On 4 we don't find out the one phone number she is prepared to share with
him either; but that might be dismissed as a mere convention, knowledge of
no use to the reader. We might insist, by way of contrast, that the money
Shasta says she has been offered is useful knowledge; instead, we are given
Doc's response, a sum of money rendered comparable to the choices that Doc,
once upon a time, made as a matter of course. Hancock Park similarly
functions as a signifier of wealth, status defined in relative terms.

Is Doc trying to achieve professional respectability, and with it an
elevated social status that Shasta's reappearance threatens? On 1, "nothing
romantic tonight" suggests that he wants her to say this is more than 'just'
business, but the office boast is still a boast; beneath the paving-stones
of the "day job and everything", the beach of "that reckless era" (3), a
return of the repressed. All of which begs the perennial Lacanian question:
what will we find beneath the beach? (Those of us interested in character
development and backstory might be inclined to start identifying dots to
join here. Shasta left Doc because he couldn't offer her a home on Hancock
Park; Doc tried to make money by taking risks. Whatever.)

And then, all of a sudden Shasta has become inscrutable: "... some heavy
combination of face ingredients ... that he couldn't read at all". At which
point she introduces the "somebody downtown" that Doc can give her access
to. Top of 3, she dismisses Doc as no better than "Dear Abby"; a page later
it becomes apparent that the job she has in mind is too big for Doc, he has
become no more than a go-between. Shasta has been doing some investigatory
work of her own: as Terrance has noted, she knows about Penny in the DA's
office. Doc has use-value in the here and now; and Shasta refuses to play
the game he has been playing, turning the clock back to wallow in something
approximating to sentimentality. Note the insert splitting Shasta's speech
at the bottom of 3: Doc is half-listening, until she brings up "somebody
downtown" and then, top of 4, he immediately connects the two women.
According to Doc, Penny is slumming, "out in search of secret hippy love
thrills"; it is Shasta--here to tell a story, to answer questions and insert
the PI into an already existing narrative--who confirms Penny's professional
status.
 
As the chapter opened, the narrative voice sided with Doc to emphasise the
difference between Shasta as she used to be and how she is in the text's
now. Just before they leave, and for the first time, Doc sees the room
through her eyes, "everything that hadn't changed ..." etc (4), a line we
have waited for since "Shasta ... sort of drifted around the place" (2); it
has taken a couple of pages for her female gaze to be acknowledged.

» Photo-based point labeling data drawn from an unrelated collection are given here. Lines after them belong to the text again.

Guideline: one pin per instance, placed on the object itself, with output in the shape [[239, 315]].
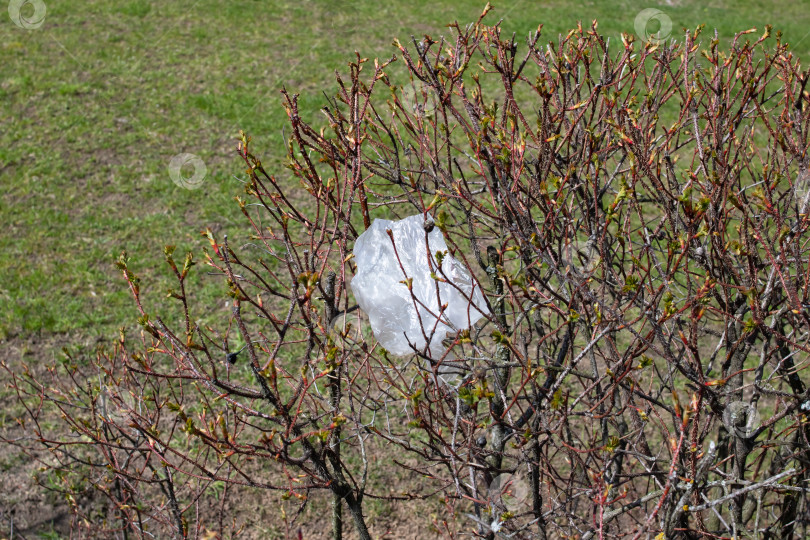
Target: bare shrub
[[637, 216]]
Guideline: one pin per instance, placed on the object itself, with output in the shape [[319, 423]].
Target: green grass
[[99, 98]]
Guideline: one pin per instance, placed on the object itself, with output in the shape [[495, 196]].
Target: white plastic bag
[[381, 288]]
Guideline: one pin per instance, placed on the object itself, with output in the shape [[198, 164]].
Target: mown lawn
[[99, 98]]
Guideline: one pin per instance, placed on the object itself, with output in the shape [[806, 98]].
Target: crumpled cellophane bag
[[380, 287]]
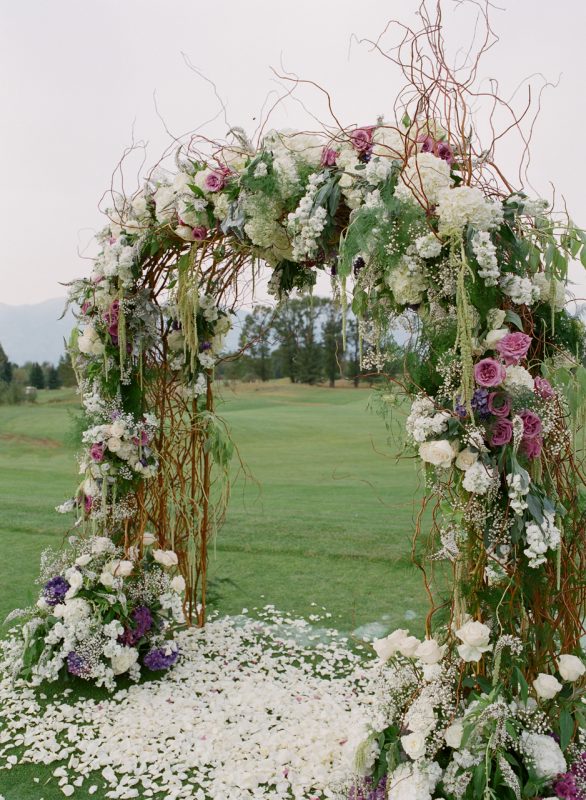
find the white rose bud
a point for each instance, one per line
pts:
(166, 558)
(454, 733)
(430, 652)
(414, 745)
(475, 638)
(546, 686)
(439, 453)
(571, 667)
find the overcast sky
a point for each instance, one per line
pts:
(79, 77)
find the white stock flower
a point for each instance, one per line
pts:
(453, 734)
(166, 558)
(571, 668)
(430, 652)
(546, 686)
(475, 638)
(440, 453)
(414, 745)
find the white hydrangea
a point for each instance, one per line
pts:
(407, 281)
(522, 291)
(429, 246)
(424, 177)
(467, 205)
(545, 754)
(541, 538)
(485, 253)
(425, 421)
(478, 478)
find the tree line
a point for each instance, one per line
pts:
(303, 340)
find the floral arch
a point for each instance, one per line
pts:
(412, 219)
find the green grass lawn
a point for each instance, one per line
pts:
(328, 519)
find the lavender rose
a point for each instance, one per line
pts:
(489, 372)
(531, 424)
(513, 347)
(502, 433)
(499, 404)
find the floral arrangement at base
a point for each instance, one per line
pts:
(101, 613)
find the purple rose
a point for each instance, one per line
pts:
(532, 447)
(531, 424)
(97, 451)
(215, 180)
(328, 157)
(489, 372)
(361, 139)
(499, 404)
(513, 347)
(502, 433)
(543, 388)
(199, 233)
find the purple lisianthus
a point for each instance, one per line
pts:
(77, 665)
(361, 139)
(543, 388)
(531, 424)
(158, 659)
(502, 433)
(489, 372)
(513, 347)
(54, 591)
(97, 451)
(499, 404)
(329, 157)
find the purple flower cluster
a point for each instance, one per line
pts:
(158, 659)
(572, 785)
(55, 590)
(366, 791)
(77, 665)
(143, 622)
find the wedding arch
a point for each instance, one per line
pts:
(413, 219)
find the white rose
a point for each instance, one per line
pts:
(387, 647)
(439, 453)
(120, 568)
(408, 646)
(571, 667)
(546, 686)
(466, 458)
(414, 745)
(101, 544)
(107, 579)
(178, 584)
(166, 558)
(429, 652)
(114, 444)
(492, 337)
(475, 638)
(122, 661)
(75, 580)
(454, 733)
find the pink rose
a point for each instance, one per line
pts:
(97, 451)
(361, 139)
(532, 447)
(215, 180)
(199, 233)
(328, 157)
(502, 433)
(543, 388)
(513, 347)
(499, 404)
(489, 372)
(531, 424)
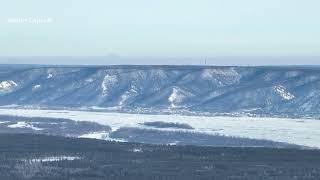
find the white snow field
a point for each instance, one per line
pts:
(296, 131)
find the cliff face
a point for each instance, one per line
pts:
(286, 91)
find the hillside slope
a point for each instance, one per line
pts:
(285, 91)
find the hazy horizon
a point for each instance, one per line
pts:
(142, 28)
(122, 60)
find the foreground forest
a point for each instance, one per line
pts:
(30, 156)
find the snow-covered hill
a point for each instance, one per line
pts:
(270, 91)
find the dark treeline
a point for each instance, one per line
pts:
(125, 161)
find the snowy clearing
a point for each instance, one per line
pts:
(296, 131)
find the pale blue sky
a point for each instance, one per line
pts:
(163, 28)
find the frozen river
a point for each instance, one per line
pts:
(297, 131)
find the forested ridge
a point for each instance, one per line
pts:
(30, 156)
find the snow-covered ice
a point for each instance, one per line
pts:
(297, 131)
(24, 125)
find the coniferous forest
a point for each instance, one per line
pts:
(30, 156)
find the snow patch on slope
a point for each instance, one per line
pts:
(127, 95)
(24, 125)
(177, 96)
(7, 85)
(281, 91)
(108, 81)
(221, 76)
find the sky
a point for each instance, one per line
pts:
(161, 31)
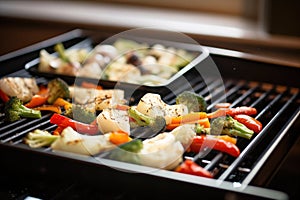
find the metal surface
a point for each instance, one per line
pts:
(278, 110)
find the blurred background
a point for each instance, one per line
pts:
(266, 27)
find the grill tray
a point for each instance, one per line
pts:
(278, 110)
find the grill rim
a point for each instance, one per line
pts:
(230, 183)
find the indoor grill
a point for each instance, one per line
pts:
(273, 89)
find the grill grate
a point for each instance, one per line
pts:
(274, 104)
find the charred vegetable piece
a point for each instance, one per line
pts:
(57, 88)
(250, 122)
(59, 48)
(40, 138)
(14, 110)
(72, 141)
(229, 126)
(214, 143)
(4, 97)
(119, 137)
(190, 167)
(80, 114)
(157, 124)
(63, 121)
(193, 101)
(127, 152)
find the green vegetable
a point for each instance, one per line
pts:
(128, 152)
(157, 124)
(14, 110)
(193, 101)
(80, 114)
(39, 138)
(229, 126)
(199, 129)
(57, 88)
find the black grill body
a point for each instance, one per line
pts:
(264, 86)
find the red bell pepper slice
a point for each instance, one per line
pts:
(63, 121)
(190, 167)
(201, 141)
(249, 122)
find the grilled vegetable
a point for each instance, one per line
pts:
(200, 142)
(107, 98)
(193, 101)
(128, 152)
(63, 121)
(38, 99)
(203, 122)
(72, 141)
(162, 151)
(113, 120)
(80, 114)
(50, 108)
(23, 88)
(250, 122)
(62, 103)
(39, 138)
(14, 110)
(229, 126)
(152, 105)
(119, 137)
(190, 167)
(59, 48)
(57, 88)
(4, 97)
(184, 134)
(232, 111)
(155, 123)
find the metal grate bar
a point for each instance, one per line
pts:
(250, 147)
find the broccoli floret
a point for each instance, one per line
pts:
(57, 88)
(193, 101)
(14, 110)
(157, 124)
(229, 126)
(80, 114)
(39, 138)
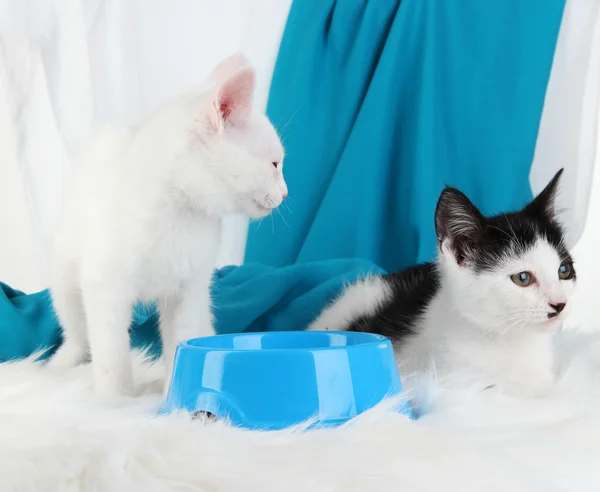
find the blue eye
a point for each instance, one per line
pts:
(522, 279)
(566, 271)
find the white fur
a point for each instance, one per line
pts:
(144, 219)
(480, 322)
(363, 298)
(57, 434)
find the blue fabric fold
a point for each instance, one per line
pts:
(247, 298)
(381, 104)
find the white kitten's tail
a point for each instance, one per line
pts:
(363, 298)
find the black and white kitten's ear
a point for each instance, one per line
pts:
(544, 205)
(458, 224)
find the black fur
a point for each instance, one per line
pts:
(413, 289)
(478, 242)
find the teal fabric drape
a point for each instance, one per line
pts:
(381, 103)
(247, 298)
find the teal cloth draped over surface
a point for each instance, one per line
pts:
(381, 103)
(246, 298)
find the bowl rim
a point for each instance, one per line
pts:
(372, 340)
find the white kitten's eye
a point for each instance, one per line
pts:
(566, 271)
(522, 279)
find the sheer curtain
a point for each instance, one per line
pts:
(66, 64)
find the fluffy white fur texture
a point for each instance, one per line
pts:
(143, 221)
(57, 434)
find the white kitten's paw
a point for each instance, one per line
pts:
(112, 382)
(68, 355)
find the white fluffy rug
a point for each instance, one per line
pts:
(56, 435)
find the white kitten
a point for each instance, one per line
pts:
(489, 307)
(143, 221)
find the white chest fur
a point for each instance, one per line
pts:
(180, 246)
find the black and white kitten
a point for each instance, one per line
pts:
(491, 303)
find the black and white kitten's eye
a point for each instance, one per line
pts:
(566, 271)
(522, 279)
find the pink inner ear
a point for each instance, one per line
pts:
(234, 101)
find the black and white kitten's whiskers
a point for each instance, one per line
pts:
(491, 303)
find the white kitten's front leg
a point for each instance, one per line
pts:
(67, 303)
(185, 316)
(108, 312)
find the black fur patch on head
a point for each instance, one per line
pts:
(482, 242)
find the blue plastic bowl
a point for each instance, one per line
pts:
(278, 379)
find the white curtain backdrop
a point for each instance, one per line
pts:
(66, 65)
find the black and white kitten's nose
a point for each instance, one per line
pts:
(557, 309)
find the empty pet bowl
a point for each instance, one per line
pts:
(277, 379)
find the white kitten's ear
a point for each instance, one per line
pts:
(228, 67)
(232, 98)
(458, 224)
(544, 205)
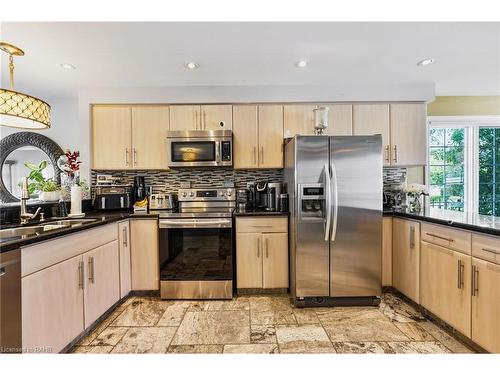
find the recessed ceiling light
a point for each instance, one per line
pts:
(191, 65)
(301, 64)
(425, 62)
(68, 66)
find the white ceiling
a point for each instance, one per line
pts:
(153, 55)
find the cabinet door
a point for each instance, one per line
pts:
(339, 119)
(149, 137)
(185, 117)
(406, 257)
(125, 271)
(144, 254)
(245, 136)
(111, 137)
(275, 260)
(368, 119)
(217, 117)
(445, 285)
(298, 119)
(52, 305)
(408, 134)
(270, 136)
(486, 305)
(102, 280)
(387, 252)
(249, 260)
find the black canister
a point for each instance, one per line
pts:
(283, 202)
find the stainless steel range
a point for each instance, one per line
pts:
(196, 248)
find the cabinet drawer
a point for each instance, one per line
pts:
(261, 225)
(47, 253)
(454, 239)
(486, 247)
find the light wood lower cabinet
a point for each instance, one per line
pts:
(486, 305)
(144, 254)
(445, 285)
(261, 256)
(387, 252)
(406, 257)
(102, 280)
(125, 265)
(52, 306)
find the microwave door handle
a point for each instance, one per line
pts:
(328, 202)
(335, 202)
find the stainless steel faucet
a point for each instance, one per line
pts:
(24, 215)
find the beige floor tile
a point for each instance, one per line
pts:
(306, 338)
(213, 327)
(145, 340)
(110, 336)
(444, 338)
(251, 349)
(195, 349)
(262, 334)
(142, 312)
(362, 347)
(418, 347)
(102, 349)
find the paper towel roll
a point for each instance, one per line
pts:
(76, 200)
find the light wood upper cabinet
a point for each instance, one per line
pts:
(249, 260)
(387, 252)
(368, 119)
(406, 257)
(125, 266)
(298, 119)
(185, 117)
(486, 305)
(258, 136)
(144, 254)
(445, 285)
(408, 134)
(102, 280)
(270, 136)
(149, 137)
(275, 260)
(216, 117)
(245, 136)
(111, 137)
(52, 305)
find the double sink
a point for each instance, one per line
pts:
(42, 228)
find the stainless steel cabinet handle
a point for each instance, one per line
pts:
(412, 237)
(80, 275)
(440, 237)
(491, 251)
(91, 270)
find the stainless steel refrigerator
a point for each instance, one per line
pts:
(335, 189)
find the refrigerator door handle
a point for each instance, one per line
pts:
(328, 202)
(334, 202)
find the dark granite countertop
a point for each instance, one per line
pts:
(103, 217)
(464, 220)
(258, 212)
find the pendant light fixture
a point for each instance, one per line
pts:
(20, 110)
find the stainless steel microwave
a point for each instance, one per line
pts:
(200, 148)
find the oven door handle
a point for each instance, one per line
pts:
(220, 223)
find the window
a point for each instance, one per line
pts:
(464, 164)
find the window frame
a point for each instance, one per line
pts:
(471, 124)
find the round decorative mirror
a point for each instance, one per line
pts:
(20, 153)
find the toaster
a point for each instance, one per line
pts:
(162, 201)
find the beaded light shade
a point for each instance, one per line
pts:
(17, 109)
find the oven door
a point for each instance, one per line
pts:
(196, 256)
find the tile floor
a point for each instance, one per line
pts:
(265, 324)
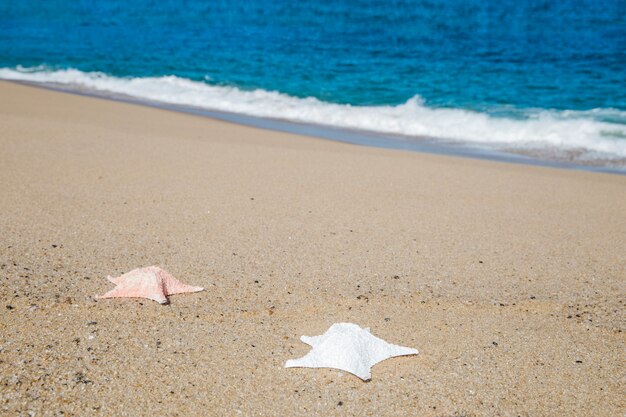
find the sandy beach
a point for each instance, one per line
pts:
(509, 279)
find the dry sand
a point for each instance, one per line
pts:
(509, 279)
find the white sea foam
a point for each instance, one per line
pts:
(599, 133)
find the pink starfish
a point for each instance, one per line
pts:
(150, 282)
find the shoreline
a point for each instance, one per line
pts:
(507, 278)
(355, 137)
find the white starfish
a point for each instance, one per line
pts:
(348, 347)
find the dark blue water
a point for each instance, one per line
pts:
(511, 59)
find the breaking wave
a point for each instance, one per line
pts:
(596, 134)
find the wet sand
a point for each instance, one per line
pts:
(509, 279)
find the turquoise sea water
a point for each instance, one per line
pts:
(534, 75)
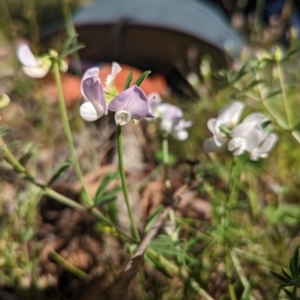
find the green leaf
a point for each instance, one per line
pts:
(157, 264)
(294, 262)
(128, 80)
(266, 123)
(281, 278)
(142, 78)
(60, 169)
(73, 49)
(110, 196)
(103, 186)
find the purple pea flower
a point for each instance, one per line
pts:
(131, 104)
(92, 90)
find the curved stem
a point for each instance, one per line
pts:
(165, 146)
(124, 186)
(231, 187)
(19, 168)
(280, 74)
(68, 133)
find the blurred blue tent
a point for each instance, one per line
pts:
(158, 35)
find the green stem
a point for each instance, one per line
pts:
(19, 168)
(165, 146)
(181, 272)
(237, 264)
(71, 31)
(280, 74)
(231, 187)
(68, 133)
(124, 186)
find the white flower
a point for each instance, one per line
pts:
(32, 66)
(93, 91)
(228, 117)
(171, 119)
(251, 136)
(266, 146)
(245, 137)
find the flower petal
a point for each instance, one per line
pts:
(180, 135)
(230, 114)
(26, 57)
(209, 145)
(92, 89)
(115, 69)
(36, 72)
(132, 100)
(166, 125)
(169, 111)
(257, 118)
(182, 124)
(122, 117)
(91, 111)
(211, 125)
(265, 147)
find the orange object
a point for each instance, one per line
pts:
(71, 83)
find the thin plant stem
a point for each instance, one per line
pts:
(67, 266)
(165, 146)
(181, 272)
(237, 264)
(123, 180)
(71, 31)
(231, 186)
(68, 133)
(19, 168)
(281, 80)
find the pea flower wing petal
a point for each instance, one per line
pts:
(132, 100)
(92, 89)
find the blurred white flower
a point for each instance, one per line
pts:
(228, 117)
(252, 135)
(33, 66)
(262, 151)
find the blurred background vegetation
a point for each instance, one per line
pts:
(49, 251)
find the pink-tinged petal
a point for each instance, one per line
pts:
(153, 100)
(122, 117)
(230, 114)
(209, 145)
(115, 69)
(257, 118)
(182, 124)
(90, 111)
(133, 100)
(36, 72)
(236, 143)
(220, 139)
(211, 125)
(166, 125)
(92, 89)
(26, 57)
(180, 135)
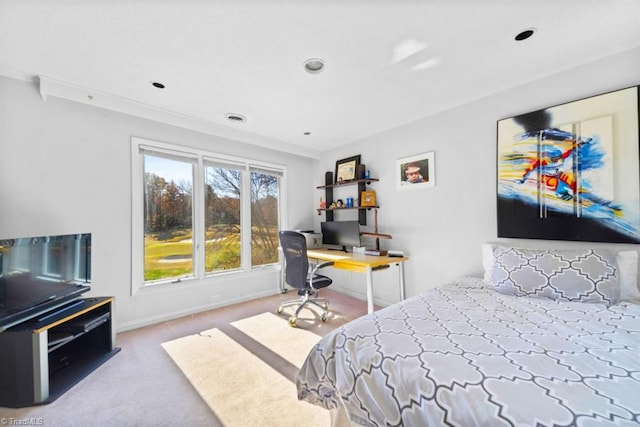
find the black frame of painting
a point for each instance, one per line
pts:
(549, 193)
(341, 164)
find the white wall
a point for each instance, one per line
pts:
(442, 228)
(65, 168)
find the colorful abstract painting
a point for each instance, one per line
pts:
(571, 172)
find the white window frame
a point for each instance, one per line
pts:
(137, 209)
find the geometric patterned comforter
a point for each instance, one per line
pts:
(465, 355)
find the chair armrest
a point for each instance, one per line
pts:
(324, 264)
(313, 272)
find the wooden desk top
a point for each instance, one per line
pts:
(353, 259)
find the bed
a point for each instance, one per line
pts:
(510, 348)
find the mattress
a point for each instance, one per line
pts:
(463, 354)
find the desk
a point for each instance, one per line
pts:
(359, 263)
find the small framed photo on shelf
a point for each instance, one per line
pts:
(416, 172)
(347, 169)
(368, 198)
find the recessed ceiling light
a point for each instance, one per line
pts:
(313, 65)
(236, 118)
(525, 34)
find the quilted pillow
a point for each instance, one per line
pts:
(582, 275)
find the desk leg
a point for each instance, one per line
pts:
(369, 290)
(401, 279)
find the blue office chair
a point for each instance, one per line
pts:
(297, 275)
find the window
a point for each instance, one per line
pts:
(265, 186)
(198, 214)
(168, 216)
(223, 245)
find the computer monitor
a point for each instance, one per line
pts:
(340, 234)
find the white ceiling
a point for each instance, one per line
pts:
(388, 62)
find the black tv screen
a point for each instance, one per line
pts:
(342, 234)
(38, 274)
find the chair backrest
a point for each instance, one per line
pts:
(294, 248)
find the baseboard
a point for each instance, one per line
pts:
(152, 320)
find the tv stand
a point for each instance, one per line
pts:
(43, 357)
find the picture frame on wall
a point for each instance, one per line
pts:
(347, 169)
(415, 172)
(368, 198)
(572, 171)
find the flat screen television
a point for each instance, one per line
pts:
(39, 274)
(342, 235)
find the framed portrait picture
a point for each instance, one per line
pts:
(347, 169)
(571, 171)
(416, 172)
(368, 198)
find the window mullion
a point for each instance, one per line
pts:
(245, 212)
(199, 239)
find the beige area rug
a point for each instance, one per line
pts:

Moreover, "I heard you're seeing somebody downtown?" (bottom of 3) recalls
her opening words: "Thinks he's hallucinating" (1). Later: "At least her car
was the same ..." (5). And on 6 he supposes that Penny is with "some
shorthaired attorney with a promising career". By the bottom of 7 he has
decided he wants to go after Mickey, even though Shasta hasn't explicitly
asked him to: this while talking to Aunt Reet, like Penny a successful
careerist (and also like Penny with a date). On 1, "it still might be a
paying gig"; on 2, he is thinking of Shasta as "a client". On 7 Aunt Reet
confirms that, like late-Marlowe, he is working "on spec". If Shasta has
been introduced as a femme fatale we should acknowledge that the text, while
isolating her as an object of desire, also connects her to other female
characters rather more securely than it does to the narrative's putative
patriarch Mickey. Who in turn has now become an object of desire.